Wij beperken hen hierin heel erg en zeker in de winter. Dit kan gevolgen hebben voor onze gedomesticeerde paarden en die gevolgen uiten zich op verschillende manieren. Stalbenen is één van die gevolgen. Dit zijn simpelweg gezegd dikke benen bij paarden die op stal staan. Je ziet dit als je een paard uit de stal haalt. Als het paard dikke (meestal achter) benen heeft en die verdwijnen spontaan bij het bewegen, dan spreekt men van stalbenen.

Deze paarden hebben duidelijk moeite met de lichaamssappen rond te pompen tijdens langdurige stilstand. Deze paarden hebben ook vaak last van een slechte spijsvertering. Ook hier geldt weer: geef deze paarden voldoende ondersteuning in hun voeding, eventueel supplementen en geef hen vooral voldoende beweging. Een paard is immers niet gemaakt om 24 uur per dag in de stal te staan.


Herfstwandeling


Het zijn niet alleen medische problemen waar we in de herfst mee te kampen krijgen, maar ook praktische. De herfst is een prachtig seizoen voor buitenritten. Het is nog niet te koud en de bossen en wandelwegen zijn supermooi door de vele kleuren. Maar er schuilen dus ook een paard addertjes onder het gras waar je rekening moet mee houden. Vallende bladeren zijn heel mooi, maar kunnen ook heel glad zijn waardoor paarden, zeker de paarden die beslagen zijn, snel kunnen uitglijden.

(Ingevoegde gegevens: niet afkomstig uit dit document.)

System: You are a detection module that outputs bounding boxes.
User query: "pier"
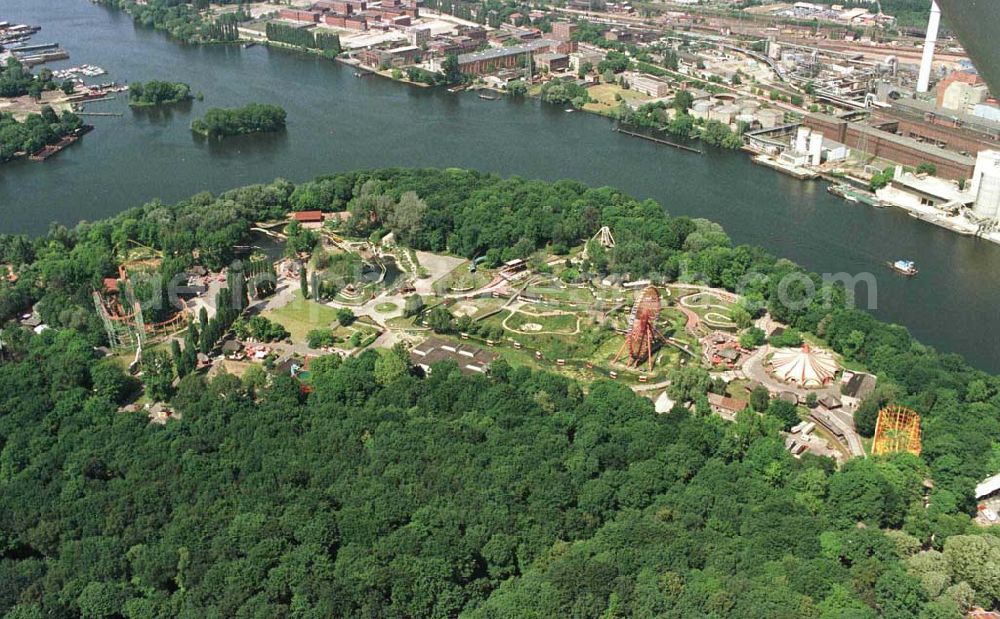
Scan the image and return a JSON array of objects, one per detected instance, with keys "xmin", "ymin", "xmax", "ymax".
[{"xmin": 615, "ymin": 127, "xmax": 704, "ymax": 155}]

Onderweg even halthouden? Let op met wat je paard kan eten. Eikels zijn bijvoorbeeld giftig en notelaars kunnen zorgen voor darmirritaties. Ook onschuldige appelen en peren kunnen nu een gevaar vormen, want gevallen fruit is aan het rotten en dit zorgt voor vergisting of zelfs alcohol in de maag met koliek als gevolg.

Pas ook op met je vertrekuur zodat je niet overvallen wordt door de schemer of duisternis. Zorg er sowieso voor dat je goed zichtbaar bent voor de andere weggebruikers. Draag zelf een fluovestje en een koplamp op je hoofd of stijgbeugels en kleed je paard ook aan met (verschillende) fluorescerende materialen. Er bestaan ondertussen al heel veel spullen hiervoor zoals springschoenen, fluorescerende onderdelen voor aan je hoofdstel, teugels en frontriem te hangen, fluo zadeldoeken en zelfs fluorescerende nierdekens.


Nierdeken

Het najaar brengt ook de eerste kou met zich mee. Wij doen voor we op ons paard kruipen al een extra dikke trui of een jas aan. Maar eenmaal we goed bezig zijn, wordt het vaak te warm en moeten we de trui uitspelen.

Zo is het voor de paarden ook. De spieren van je paard zijn immers koud bij de aanvang van de training. Om scheuren en andere blessures te voorkomen, leg je dus best een dekentje op met een speciale snit. Je zadel past erin en je paard heeft voldoende bewegingsvrijheid om te kunnen werken. Zo’n deken noemen we een nierdeken.

Na het losrijden mag het dekentje er af en tijdens het uitstappen wordt het er terug op gelegd. In de stapmolen blijft het deken de hele tijd op het paard. Deze nierdekens bestaan in verschillende materialen. Het meest voorkomend zijn fleece en waterdichte dekens met fleece binnenkant.

Uiteraard bestaan ze allemaal in vele verschillende merken en uitvoeringen. We kunnen alleen aanraden om echt te kiezen voor een zeer goede prijs/kwaliteitsverhouding. Voor het welzijn van je paard en op termijn ook die van je portemonnee!

Zweetdeken

Net zoals wij na een training vaak snel kou krijgen door opdrogend zweet, is dit bij paarden niet anders. In de zomer zorgt de zon ervoor dat we geen kou krijgen, maar in het najaar of winter moeten we zelf iets voorzien. Daarvoor gebruiken we een zweetdeken. Men spreekt hier heel vaak over een ‘fleece’. Het fleecedeken is een zeer zacht en aangenaam deken en dus bedoeld voor na het rijden. Het neemt zweet op en zorgt toch nog voor warmte tijdens het drogen van de vacht. Wel is aangeraden om niet onmiddellijk na het rijden het deken op te leggen, maar eerst de paarden voldoende uit te stappen om stijve en stramme spieren te voorkomen. Tijdens het uitstappen kan je wel je nierdeken al terug opleggen zodat de overgang niet al te groot is. Zeker als je paard geschoren is.

Er bestaan ondertussen verschillende soorten zweetdekens, zoals het coolerdeken, wafeldeken, wollen deken enzovoort, maar ik denk dat fleece voorlopig het meest ingeburgerd is en nog lange tijd zal blijven.